Man wußte, daß sich Picasso mit der Fotografie beschäftigte. Aber nichts wirklich Genaues, nicht, wie lang, wie intensiv - und welche Bedeutung sie tatsächlich für seine Malerei hatte. In Picassos Fotoarchiv schlummerte eine bisher nur bruchstückhaft erschlossene Fülle von Material. Es wirft ein neues Licht auf die Arbeitsweise Picassos sowie auf die Rolle konkreter ethnologischer Fotografien bei der Entstehung seiner frühen kubistischen Arbeiten, darunter das Schlüsselwerk "Les Demoiselles d'Avignon". Picassos Fotoarchiv liefert aber noch viel mehr, nämlich außerordentlich wichtige Aufschlüsse über die Wichtigkeit der Fotografie für die Entwicklung eines neuen Sehens und für die Entstehung des Kubismus. Und noch einiges mehr.

Die Fotosammlung enthält rund 15.000 Fotodokumente. Bilder, die er selbst aufgenommen oder gesammelt hatte. Sie ging nach seinem Tod in den Besitz des Pariser Musee Picasso über und harrte des wissenschaftlichen Dornröschenkusses. Der kam von Anne Baldassari, die dort seit 1992 als Kuratorin tätig war, den Stellenwert dieser Bildersammlung erkannte und das Fotoarchiv in jahrelanger Arbeit systematisch aufarbeitete. Die Ergebnisse dieser Arbeit können hier nur bruchstückhaft angedeutet werden. Für jeden, der sich für die Kunst unseres Jahrhunderts im allgemeinen oder für Picasso im besonderen interessiert, sollte dieses Buch wohl eines der allernächsten sein, die er sich kauft.
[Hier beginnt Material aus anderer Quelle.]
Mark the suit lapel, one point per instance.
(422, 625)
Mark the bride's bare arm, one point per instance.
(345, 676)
Es ist kaum eine Übertreibung: Dieser Text liest sich stellenweise wie die verschollene Choreographie des Tangos, den in unserem Jahrhundert die Kunst mit der sichtbaren Wirklichkeit tanzte und bei dem, wie sich nun zeigt, die Fotografie einen der Tanzlehrer spielte.

Sofort erkennbar, vordergründige Sachverhalte: Die vielfältigen Beziehungen zwischen den "Demoiselles d'Avignon" und den 1906 von Edmond Fortier abgelichteten westafrikanischen Frauentypen, die formalen Parallelen zwischen einem "Akt mit erhobenen Armen, von vorne gesehen" von 1907 mit einer Figur der erwähnten ethnographischen Aufnahme, oder die "Büste einer Frau in Rot" von 1906-1907 mit einer anderen. Solche Übereinstimmungen ziehen sich fast durch das ganze Lebenswerk. Die Farbstellungen und einige Formelemente der collagehaft abstrahierten, im Frühjahr 1917 in Rom entstandenen "Italienerin" erkennen wir in den Trachten der Italienerinnen auf zwei um 1900 in Dresden gedruckten Postkarten in Picassos Archiv wieder. Auch bei der Entstehung der abstrakten "Badenden mit Ball" von 1929 spielte ein Strandfoto von Marie-Therese Walter mit Ball eine wichtige Rolle - das sind nur einige Beispiele.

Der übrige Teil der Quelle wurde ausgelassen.